A company suing the One Laptop Per Child (OLPC) Association for patent infringement has asked for US$20 million to settle claims that the nonprofit had copied its keyboard.

Lagos Analysis Corp., or Lancor, is still trying to settle after filing the patent lawsuit in Federal High Court, Lagos Judicial Division in Nigeria, said Adé Oyegbola, Lancor’s CEO. Lancor, now based in Natick, Massachusetts, has offices in Nigeria and owns a Nigerian patent for a four-shift keyboard, allowing computers to better handle multiple languages, Oyegbola said.

Oyegbola on Wednesday confirmed information published on the Groklaw blog saying that in August his company had asked OLPC for US$20 million. That figure was based on OLPC information on potential distribution in Nigeria, Oyegbola said. Nigeria, in July 2006, placed an order for 1 million of the laptops, but the Nigerian government is now reviewing that decision.

Lancor’s Konyin Multilingual Keyboards sell for $19.95, meaning 1 million of them would be worth approximately $20 million. Lancor in December obtained a temporary injunction against OLPC distributing its laptop in the country.
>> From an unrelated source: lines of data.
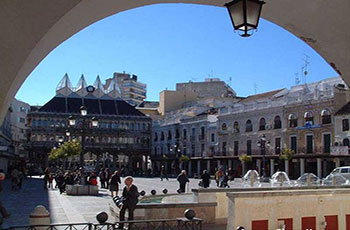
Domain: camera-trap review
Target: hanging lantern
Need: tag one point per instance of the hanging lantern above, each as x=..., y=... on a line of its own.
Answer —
x=245, y=14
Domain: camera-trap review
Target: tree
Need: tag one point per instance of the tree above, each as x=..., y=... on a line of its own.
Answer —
x=184, y=158
x=244, y=158
x=287, y=155
x=66, y=150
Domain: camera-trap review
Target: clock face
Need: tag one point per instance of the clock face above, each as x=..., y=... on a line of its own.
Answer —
x=90, y=89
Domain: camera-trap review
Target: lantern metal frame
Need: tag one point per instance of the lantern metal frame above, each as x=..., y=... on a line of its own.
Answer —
x=246, y=26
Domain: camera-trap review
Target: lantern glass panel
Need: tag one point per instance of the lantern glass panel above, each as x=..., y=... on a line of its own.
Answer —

Lancor, in its lawsuit, accuses OLPC of illegal reverse engineering its multilingual keyboard.

But OLPC had not yet begun selling its laptop at the time of the demand, OLPC’s lawyer wrote in a letter published on Groklaw. “I feel obliged to note that, given the fact that OLPC has sold no multilingual keyboards, and that, according to Lancor’s Web site, its multilingual keyboard sells for US$19.95, your demand for US$20 million is not well founded,” lawyer Bruce Parker of the Foley Hoag law firm wrote.

Groklaw’s Pamela Jones, a frequent critic of patent lawsuits against open-source projects, called the lawsuit “ridiculous.”

“In short, they apparently jumped the gun, sending the dunning letter before OLPC had even shipped anything, not to mention that OLPC is a charity, not a business, and asking for money in a sum that doesn’t match reality,” she wrote.

A OLPC spokeswoman didn’t immediately respond to a request for a comment.